On September 13, 2001 my mother and I set off for Chicago and my new school, heading west across the George Washington Bridge with the radio on, leaving the smoldering city behind. I felt disloyal as we drove away, and scared that the city wouldn't be the same when I came back. Each time we stopped on our drive, our New York license plates gave us away, and clerks, gas station attendants and waitresses in Pennsylvania and Ohio hugged us, choking up about what had just happened where we were from.

The next Monday, on my first day of college, I enrolled in Beginners Arabic. The year before there had been just twelve students enrolled in Arabic 101 at the University of Chicago; the week after 9/11, there were nearly triple that, and the Near Eastern Languages Department had to pull in an extra teacher to meet the demand. In the year after the attacks on the World Trade Center, the number of undergraduate students studying Arabic doubled nationwide.

There were no CIA moles in my first year Arabic class, as far as I know. There were a few students of Middle Eastern descent, hoping to learn more about their culture. There was a girl planning to visit her boyfriend in Cairo the next year; a grad student studying the Crusades who felt it might be useful in order to read medieval texts. The rest of us just felt it was the right thing to do, although few were able to explain why. Something terrible had happened to our country, and learning Arabic seemed the closest any of us might get to doing something that mattered. By the time we were in our second month of classes, the war in Afghanistan was in full swing, and my cousin joked that I'd better switch to Dari my second year.

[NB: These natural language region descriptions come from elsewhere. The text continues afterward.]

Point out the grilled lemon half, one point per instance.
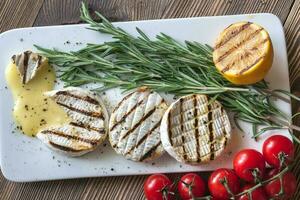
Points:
(243, 53)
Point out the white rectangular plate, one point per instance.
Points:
(27, 159)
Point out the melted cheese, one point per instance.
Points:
(33, 111)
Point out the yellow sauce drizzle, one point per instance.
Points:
(33, 111)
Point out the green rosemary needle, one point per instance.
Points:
(166, 65)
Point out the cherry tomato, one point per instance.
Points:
(158, 187)
(276, 144)
(217, 189)
(190, 186)
(289, 185)
(257, 194)
(246, 161)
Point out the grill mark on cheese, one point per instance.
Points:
(150, 152)
(235, 47)
(211, 134)
(88, 127)
(63, 148)
(84, 112)
(186, 122)
(145, 137)
(182, 128)
(126, 115)
(121, 102)
(72, 137)
(169, 127)
(25, 63)
(84, 98)
(233, 34)
(196, 129)
(139, 122)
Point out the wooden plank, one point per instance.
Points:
(18, 13)
(67, 11)
(292, 30)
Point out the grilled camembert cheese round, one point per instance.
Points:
(134, 125)
(195, 130)
(243, 53)
(88, 126)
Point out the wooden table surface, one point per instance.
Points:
(26, 13)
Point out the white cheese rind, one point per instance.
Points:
(88, 126)
(134, 126)
(194, 131)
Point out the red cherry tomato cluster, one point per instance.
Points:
(249, 168)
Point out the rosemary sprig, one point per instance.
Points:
(165, 65)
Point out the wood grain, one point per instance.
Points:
(52, 12)
(292, 30)
(18, 13)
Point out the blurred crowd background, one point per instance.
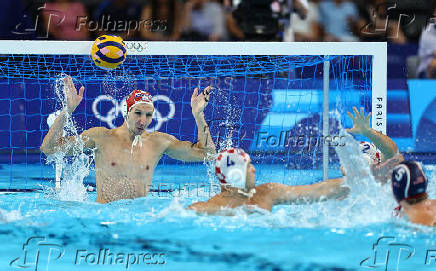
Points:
(406, 24)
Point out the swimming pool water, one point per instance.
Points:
(324, 236)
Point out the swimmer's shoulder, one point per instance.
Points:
(94, 136)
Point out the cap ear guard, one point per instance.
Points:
(237, 177)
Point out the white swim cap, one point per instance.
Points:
(370, 152)
(231, 167)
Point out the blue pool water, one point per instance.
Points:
(333, 235)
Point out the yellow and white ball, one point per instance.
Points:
(108, 52)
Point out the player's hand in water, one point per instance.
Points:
(73, 98)
(199, 102)
(383, 172)
(360, 122)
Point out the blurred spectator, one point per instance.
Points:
(15, 23)
(117, 17)
(307, 29)
(336, 18)
(164, 20)
(427, 53)
(60, 18)
(376, 25)
(204, 20)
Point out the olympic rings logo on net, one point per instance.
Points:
(113, 113)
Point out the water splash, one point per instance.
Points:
(75, 168)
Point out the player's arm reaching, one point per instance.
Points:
(304, 194)
(55, 141)
(384, 143)
(185, 150)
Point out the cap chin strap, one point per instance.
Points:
(138, 138)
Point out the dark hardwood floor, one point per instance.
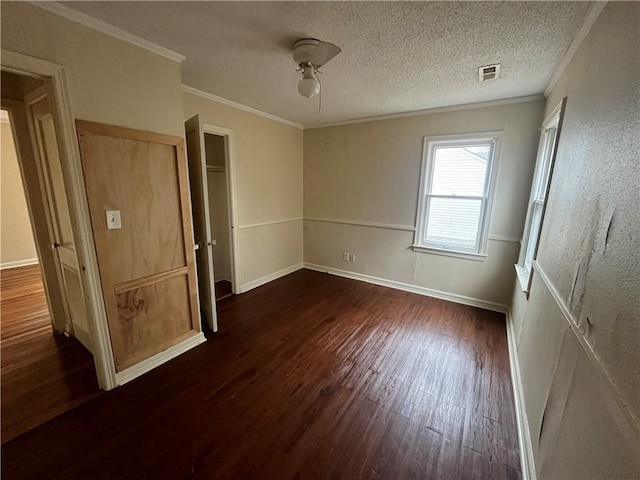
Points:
(310, 376)
(42, 375)
(223, 289)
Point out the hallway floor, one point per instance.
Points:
(42, 375)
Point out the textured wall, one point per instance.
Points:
(369, 172)
(268, 178)
(16, 241)
(586, 386)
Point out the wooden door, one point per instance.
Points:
(146, 263)
(201, 226)
(47, 156)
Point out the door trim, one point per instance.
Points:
(78, 207)
(230, 166)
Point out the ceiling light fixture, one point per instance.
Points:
(309, 86)
(310, 54)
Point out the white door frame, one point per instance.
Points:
(230, 167)
(78, 208)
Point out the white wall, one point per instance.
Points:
(268, 180)
(17, 246)
(586, 385)
(369, 173)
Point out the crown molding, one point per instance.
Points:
(430, 111)
(231, 103)
(591, 18)
(99, 25)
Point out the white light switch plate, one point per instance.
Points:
(113, 220)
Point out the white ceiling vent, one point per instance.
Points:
(489, 72)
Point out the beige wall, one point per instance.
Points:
(369, 172)
(16, 240)
(586, 385)
(110, 81)
(268, 180)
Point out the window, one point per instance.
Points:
(537, 200)
(455, 193)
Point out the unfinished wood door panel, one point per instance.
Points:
(137, 331)
(45, 145)
(129, 175)
(147, 266)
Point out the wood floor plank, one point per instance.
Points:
(311, 376)
(42, 375)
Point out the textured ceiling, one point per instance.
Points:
(396, 56)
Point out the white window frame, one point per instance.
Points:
(547, 149)
(478, 252)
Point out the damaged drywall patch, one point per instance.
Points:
(563, 379)
(606, 237)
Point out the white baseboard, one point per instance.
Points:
(429, 292)
(527, 461)
(159, 358)
(269, 278)
(19, 263)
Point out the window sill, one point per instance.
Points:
(478, 257)
(523, 278)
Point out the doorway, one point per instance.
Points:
(210, 157)
(47, 366)
(219, 218)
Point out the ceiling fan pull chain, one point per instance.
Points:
(319, 93)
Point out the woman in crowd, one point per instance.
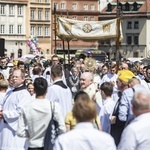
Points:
(70, 121)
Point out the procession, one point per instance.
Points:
(89, 106)
(74, 78)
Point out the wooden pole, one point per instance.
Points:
(55, 51)
(118, 37)
(64, 50)
(118, 44)
(68, 52)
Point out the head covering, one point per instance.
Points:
(10, 65)
(125, 75)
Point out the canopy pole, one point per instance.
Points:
(55, 51)
(64, 50)
(118, 44)
(68, 52)
(118, 36)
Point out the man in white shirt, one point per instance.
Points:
(59, 92)
(35, 117)
(84, 136)
(10, 108)
(136, 135)
(108, 107)
(88, 86)
(111, 76)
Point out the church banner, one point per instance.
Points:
(68, 29)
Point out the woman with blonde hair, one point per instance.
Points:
(84, 136)
(70, 120)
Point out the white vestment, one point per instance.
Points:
(84, 137)
(11, 107)
(61, 95)
(36, 118)
(105, 114)
(136, 136)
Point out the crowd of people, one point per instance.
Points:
(104, 107)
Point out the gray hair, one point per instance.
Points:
(141, 99)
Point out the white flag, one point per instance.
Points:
(87, 30)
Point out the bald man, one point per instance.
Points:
(136, 135)
(87, 85)
(125, 66)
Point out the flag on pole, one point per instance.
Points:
(68, 29)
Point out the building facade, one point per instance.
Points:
(135, 20)
(40, 24)
(13, 16)
(85, 10)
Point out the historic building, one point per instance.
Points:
(40, 24)
(13, 26)
(85, 10)
(135, 19)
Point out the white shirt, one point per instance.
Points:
(61, 95)
(36, 117)
(105, 114)
(11, 111)
(136, 135)
(84, 137)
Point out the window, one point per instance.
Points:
(92, 18)
(85, 18)
(92, 7)
(32, 30)
(32, 14)
(136, 25)
(74, 6)
(85, 7)
(46, 14)
(127, 7)
(47, 31)
(2, 9)
(74, 17)
(20, 10)
(136, 40)
(39, 31)
(40, 14)
(19, 29)
(11, 29)
(129, 39)
(129, 25)
(2, 30)
(11, 10)
(63, 6)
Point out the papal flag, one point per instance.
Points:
(68, 29)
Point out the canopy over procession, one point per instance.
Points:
(86, 104)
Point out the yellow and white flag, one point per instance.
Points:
(87, 30)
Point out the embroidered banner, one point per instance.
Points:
(68, 29)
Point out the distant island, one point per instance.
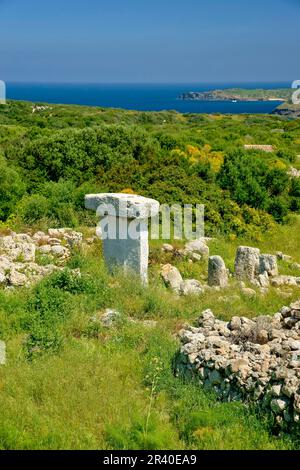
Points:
(286, 108)
(238, 94)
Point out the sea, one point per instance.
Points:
(141, 97)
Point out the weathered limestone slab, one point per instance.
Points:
(247, 263)
(217, 272)
(124, 229)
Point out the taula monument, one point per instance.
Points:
(123, 228)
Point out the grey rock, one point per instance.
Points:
(268, 264)
(247, 263)
(217, 272)
(171, 277)
(197, 246)
(191, 287)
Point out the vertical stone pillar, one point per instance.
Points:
(123, 229)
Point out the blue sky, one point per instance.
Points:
(149, 40)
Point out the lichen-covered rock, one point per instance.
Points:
(191, 287)
(171, 277)
(255, 360)
(247, 263)
(197, 246)
(268, 264)
(18, 266)
(217, 272)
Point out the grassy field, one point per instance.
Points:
(90, 387)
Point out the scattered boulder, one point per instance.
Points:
(167, 248)
(284, 280)
(253, 360)
(217, 272)
(248, 292)
(197, 246)
(247, 263)
(268, 264)
(191, 287)
(18, 255)
(172, 277)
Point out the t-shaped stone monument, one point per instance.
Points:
(123, 229)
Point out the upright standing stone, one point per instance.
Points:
(247, 263)
(217, 272)
(124, 229)
(268, 263)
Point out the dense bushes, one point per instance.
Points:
(173, 158)
(250, 181)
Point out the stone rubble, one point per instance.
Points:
(260, 270)
(254, 360)
(20, 253)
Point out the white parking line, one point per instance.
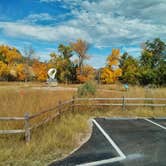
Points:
(106, 161)
(155, 123)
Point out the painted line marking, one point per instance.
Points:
(106, 161)
(155, 123)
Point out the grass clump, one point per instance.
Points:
(87, 89)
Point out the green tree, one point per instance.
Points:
(81, 48)
(66, 69)
(152, 62)
(130, 69)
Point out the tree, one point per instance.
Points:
(4, 70)
(9, 55)
(40, 70)
(65, 51)
(130, 69)
(111, 72)
(66, 69)
(81, 48)
(87, 74)
(152, 61)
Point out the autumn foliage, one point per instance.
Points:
(111, 72)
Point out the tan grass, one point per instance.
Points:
(58, 138)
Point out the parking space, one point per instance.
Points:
(122, 142)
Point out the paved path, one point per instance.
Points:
(122, 142)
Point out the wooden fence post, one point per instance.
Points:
(123, 104)
(73, 102)
(27, 128)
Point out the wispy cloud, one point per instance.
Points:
(46, 33)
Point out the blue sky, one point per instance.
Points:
(104, 24)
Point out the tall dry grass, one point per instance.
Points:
(59, 137)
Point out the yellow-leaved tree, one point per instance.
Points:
(111, 72)
(3, 70)
(40, 70)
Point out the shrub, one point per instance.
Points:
(87, 89)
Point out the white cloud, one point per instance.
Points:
(103, 23)
(46, 33)
(38, 17)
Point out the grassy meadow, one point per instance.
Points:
(59, 137)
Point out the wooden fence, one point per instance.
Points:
(78, 102)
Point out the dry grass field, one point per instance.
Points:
(60, 136)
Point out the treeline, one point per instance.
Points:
(149, 68)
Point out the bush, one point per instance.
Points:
(87, 89)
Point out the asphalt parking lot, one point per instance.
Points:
(122, 142)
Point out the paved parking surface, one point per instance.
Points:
(122, 142)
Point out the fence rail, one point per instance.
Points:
(75, 102)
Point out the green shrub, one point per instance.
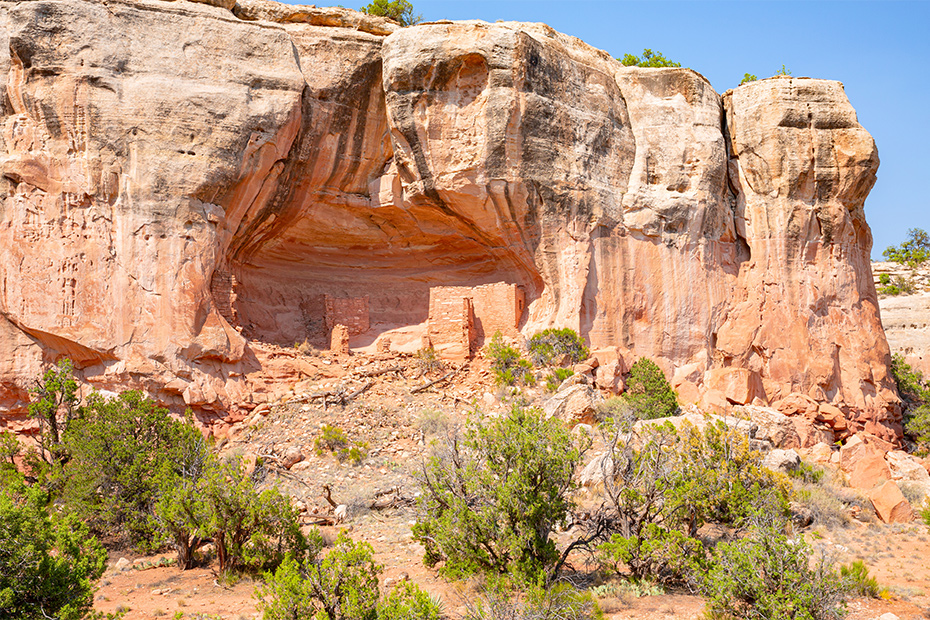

I came back to New York for the first time over Thanksgiving, and as my cab swung down toward the FDR from the airport I could see a million American flags atop buildings, the red, white and blue cloth glittering in the late afternoon sun. That weekend my friends and I took the subway downtown, and made our way quietly to a line wrapped round the block near Ground Zero, police herding tourists past the rubble that remained. Vendors were already selling miniature towers, t-shirts and FDNY baseball caps, and framed photos of the World Trade Center-dominated Manhattan skyline, the words "Never Forget" in bold, angry letters along the bottom. The neighborhood had been transformed into a Disneyland, filled with hustlers and souvenir stands, a place for making money off of other people's grief. I felt better when we were a few blocks away, sitting in a quiet coffee shop talking about what we had lost. Back in Chicago, sitting in Arabic class, I tried to explain what Ground Zero was like to a classmate. She shook her head. "Already, there's no dialogue," she said grimly.

This summer, the debate over the proposed Islamic center at 51 Park Place, near Ground Zero, has gotten heated and ugly, with little dialogue and plenty of hatred. Yesterday, a man wearing a white cap walking by protesters near the site was called a coward, which led to the chant of "Mohammed is a pig." The proposed center, which Mayor Bloomberg supports but which seems to have flummoxed many politicians, including Obama, has become an excuse for prejudice against Muslims to again be publicly exhibited and lauded.

One of the repeated arguments against the center has been that it is somehow disrespectful to victims of 9/11. On Facebook a few days ago, a friend wrote "Pretty sure anyone who thinks Park Place is hallowed ground has never been to Park Place." She makes a good point. Nothing is more disrespectful to the victims of 9/11 than the souvenir stands and stores which populate the area. I suggest anyone who is against the proposed Muslim Community Center, especially those taking the time to protest in person, take a good look around the area and see what it's become. It is shameful that in a city as diverse as New York, the Muslim community is still clearly viewed as guilty by association. A community center of any faith, bringing offerings of peace and dialogue to an area that has seen so much and turned so sour, should be welcomed by all.